District information
- Grades: PreK to 8
- Superintendent: Matthew A. Perrapato
- Business administrator: John Gomez
- Schools: 2

Students and staff
- Enrollment: 806 (as of 2022–23)
- Faculty: 84.0 FTEs
- Student–teacher ratio: 9.6:1

Other information
- District Factor Group: CD
- Website: www.littleferry.k12.nj.us
| Ind. | Per pupil | District spending | Rank (*) | K-8 average | %± vs. average |
| 1A | Total Spending | $14,916 | 11 | $18,891 | −21.0% |
| 1 | Budgetary Cost | 10,718 | 5 | 14,159 | −24.3% |
| 2 | Classroom Instruction | 7,182 | 9 | 8,659 | −17.1% |
| 6 | Support Services | 1,268 | 3 | 2,167 | −41.5% |
| 8 | Administrative Cost | 918 | 1 | 1,547 | −40.7% |
| 10 | Operations & Maintenance | 1,160 | 10 | 1,612 | −28.0% |
| 13 | Extracurricular Activities | 59 | 15 | 104 | −43.3% |
| 16 | Median Teacher Salary | 64,922 | 65 | 61,136 |
Data from NJDoE 2014 Taxpayers' Guide to Education Spending. *Of K-8 districts with more than 750 students. Lowest spending=1; Highest=84

= Little Ferry Public Schools =

School district in Bergen County, New Jersey, US

The Little Ferry Public Schools is a community public school district that serves students in pre-kindergarten through eighth grade from Little Ferry in Bergen County, in the U.S. state of New Jersey.

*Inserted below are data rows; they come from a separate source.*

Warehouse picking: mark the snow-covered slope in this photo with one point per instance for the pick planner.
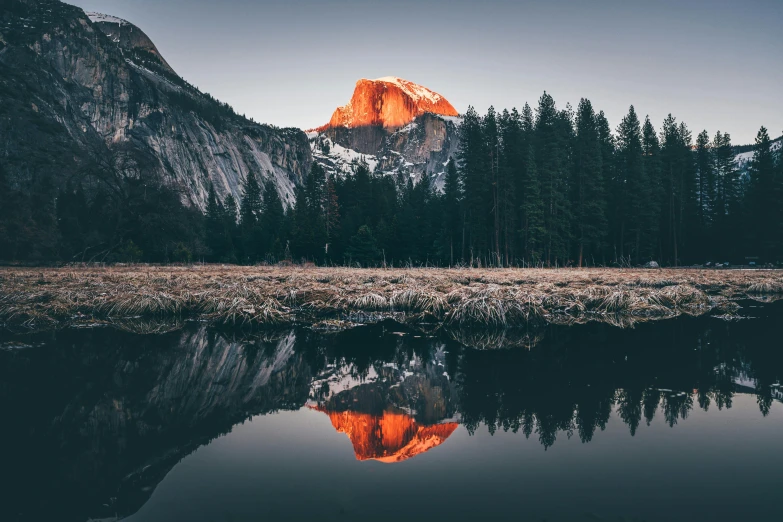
(388, 102)
(421, 147)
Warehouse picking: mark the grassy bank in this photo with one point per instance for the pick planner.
(339, 297)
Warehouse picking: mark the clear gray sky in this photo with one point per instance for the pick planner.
(715, 64)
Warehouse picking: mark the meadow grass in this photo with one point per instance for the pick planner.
(460, 298)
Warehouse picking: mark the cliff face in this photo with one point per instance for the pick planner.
(390, 102)
(76, 89)
(395, 126)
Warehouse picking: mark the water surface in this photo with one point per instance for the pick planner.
(676, 420)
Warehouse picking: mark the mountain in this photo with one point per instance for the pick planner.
(390, 102)
(81, 92)
(394, 125)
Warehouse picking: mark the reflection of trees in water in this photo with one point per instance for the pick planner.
(102, 413)
(101, 416)
(573, 380)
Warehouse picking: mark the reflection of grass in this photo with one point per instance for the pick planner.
(461, 298)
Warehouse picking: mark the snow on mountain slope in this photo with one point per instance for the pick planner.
(421, 147)
(389, 102)
(395, 126)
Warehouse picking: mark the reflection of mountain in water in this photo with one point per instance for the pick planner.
(390, 437)
(99, 417)
(394, 410)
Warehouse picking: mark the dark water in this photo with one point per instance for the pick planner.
(679, 420)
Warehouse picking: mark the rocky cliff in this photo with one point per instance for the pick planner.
(389, 102)
(77, 89)
(395, 126)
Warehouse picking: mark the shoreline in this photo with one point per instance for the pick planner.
(339, 298)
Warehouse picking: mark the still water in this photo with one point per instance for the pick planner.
(678, 420)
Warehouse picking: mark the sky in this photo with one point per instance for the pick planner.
(715, 64)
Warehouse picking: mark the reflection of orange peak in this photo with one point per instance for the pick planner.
(391, 102)
(391, 437)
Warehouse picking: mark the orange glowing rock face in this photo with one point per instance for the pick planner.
(389, 102)
(389, 438)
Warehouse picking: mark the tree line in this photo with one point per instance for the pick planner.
(540, 187)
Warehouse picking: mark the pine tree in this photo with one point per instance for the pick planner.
(217, 235)
(272, 222)
(629, 188)
(531, 204)
(473, 176)
(452, 213)
(727, 207)
(249, 213)
(651, 160)
(607, 147)
(363, 248)
(492, 168)
(511, 164)
(705, 192)
(763, 224)
(553, 132)
(587, 185)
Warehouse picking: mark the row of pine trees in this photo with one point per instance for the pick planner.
(540, 187)
(543, 187)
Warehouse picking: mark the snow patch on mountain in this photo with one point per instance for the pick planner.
(100, 17)
(414, 90)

As of the 2022–23 school year, the district, comprised of two schools, had an enrollment of 806 students and 84.0 classroom teachers (on an FTE basis), for a student–teacher ratio of 9.6:1.

The district is classified by the New Jersey Department of Education as being in District Factor Group "CD", the sixth-highest of eight groupings. District Factor Groups organize districts statewide to allow comparison by common socioeconomic characteristics of the local districts. From lowest socioeconomic status to highest, the categories are A, B, CD, DE, FG, GH, I and J.

As Little Ferry does not have its own high school, public school students from the borough attend Ridgefield Park High School in Ridgefield Park for ninth through twelfth grades as part of a sending/receiving relationship with the Ridgefield Park Public Schools that has been in place since 1953. As of the 2022–23 school year, the school had an enrollment of 1,174 students and 87.8 classroom teachers (on an FTE basis), for a student–teacher ratio of 13.4:1.

==History==
Prior to the 1953-54 school year, students from Little Ferry had attended Lodi High School, as part of a sendin/receiving relationship with the Lodi Public Schools.

==Awards and recognition==
Memorial School was recognized by Governor Jim McGreevey in 2003 as one of 25 schools selected statewide for the First Annual Governor's School of Excellence award.

== Schools ==
The district operates two school facilities, across the street from each other. Schools in the district (with 2022–23 enrollment data from the National Center for Education Statistics) are:
- Washington Elementary School with 445 students in grades PreK-4
  - Tonilyn Peragallo, principal
- Memorial Middle School with 342 students in grades 5-8
  - George Peakler, principal

== Administration ==
Core members of the district's administration are:
- Matthew A. Perrapato, superintendent of schools
- John Gomez, board secretary and business administrator

==Board of education==
The district's board of education, comprised of nine members, sets policy and oversees the fiscal and educational operation of the district through its administration. As a Type II school district, the board's trustees are elected directly by voters to serve three-year terms of office on a staggered basis, with three seats up for election each year held (since 2012) as part of the November general election. The board appoints a superintendent to oversee the district's day-to-day operations and a business administrator to supervise the business functions of the district.